〈1962年、歌手デビュー曲「下町の太陽」が大ヒット。翌年、山田洋次監督の同名の映画で初主演した〉
私は映画のイメージが強いんですが、芸能活動の出発点は歌なんです。
戦争中、疎開していた茨城県の小学校に放送室ができた時、マイクの前で最初に歌う役に、多数決で指名されたのを覚えています。子どもの頃から声と歌はよくほめられ、賞品の缶入りドロップほしさに、のど自慢に何度も出ました。個人レッスンも受け、中学に入る前には童謡歌手として歌い始めていました。
映画の世界に入った後も、歌は手放しませんでした。「『二兎(にと)を追うものは一兎も得ず』になりませんか」と言われたこともありますが、両方続けるのを迷ったことはありません。今でも、ずっと二兎を追ってきてよかったと思っています。
「下町の太陽」で初めて出会った山田さんから、「男はつらいよ」の撮影現場で言われた言葉があります。「歌は語るように、せりふは歌うように」。歌う時も、演じる時も、いつもそう心がけてきました。最近は、歌と演技の両方が、自分の中で合体しているように感じることもあります。
〈高倉健さんとの共演なども心に残るが、やはり極め付きは「男はつらいよ」シリーズの寅さんの妹、さくらだ〉
歌手活動の中心は、長年続けてきたコンサートです。山田さんに短い寸劇を書いていただき、お兄ちゃん(渥美清さん)にゲストで出てもらったこともあるんですよ。
私がコンサートの稽古をしていると、お兄ちゃんが来て「俺にも歌わせろ」と、民謡の「刈干切唄」を歌う。ちゃんと音合わせもしたのに、渥美ちゃんは本番ですごく低いキーから歌い始めちゃって…。

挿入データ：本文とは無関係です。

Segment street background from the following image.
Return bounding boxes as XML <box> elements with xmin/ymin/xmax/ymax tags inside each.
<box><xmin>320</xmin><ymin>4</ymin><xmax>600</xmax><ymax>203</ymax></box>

でも、苦労して最後まで歌ってくれたのを思い出します。
歌が面白いのは、同じ曲でも、年齢によって歌い方が変わってくることですね。「さよならはダンスの後に」を初めて歌った時は、出だしの「なにも言わないでちょうだい」の「ちょうだい」をうまく歌えず、「あめをちょうだいじゃないんだ。色気がない」とプロデューサーに〓(口ヘンに七)られました。主人公が置かれた状況を理解し、背景にある時代や社会を知ることで、歌い方が変わるんです。
〈夫の作曲家、小六禮次郎のピアノ演奏で60周年記念コンサートを開催。80歳の今も、伸びやかで澄んだ歌声は健在だ〉
お風呂の中で発声練習をしています。毎日やるのは「パタカ」。パパパパパ、タタタタタ、カカカカカ、と一つずつ息が続く限り言って、最後にまとめて「パタカ、パタカ」と言うんです。滑舌もよくなるし、健康のためにもいいと思います。
コンサートは、童謡、叙情歌、大人の歌という順番で、私の人生をたどるようなプログラムにしています。全て大切な歌ですし、反戦の思いを込めた「死んだ男の残したものは」(谷川俊太郎作詞、武満徹作曲)みたいに、一生歌い続けなければと思う曲もあります。大上段に何かを言うのは苦手なので、歌が唯一のそうした表現なんです。
あちこちパーツは傷んできましたが、今も歌え、演じることができる自分は幸せだな、と思います。元々両親からもらった声ですが、もう歌えませんというところまで歌い続けたいですね。自分の力を全部使い切って死にたい。それが生きることだと思うんです。(聞き手は共同通信編集委員・立花珠樹、写真 小島健一郎)
=随時掲載=
ばいしょう・ちえこ 1941年、東京都生まれ。60年、松竹歌劇団(SKD)に入団。61年、松竹から映画デビュー。「男はつらいよ」シリーズのさくら役や「幸福の黄色いハンカチ」など山田洋次監督作品の重要な俳優として活躍。ほかに「駅 STATION」、「ハウルの動く城」(声の出演)など。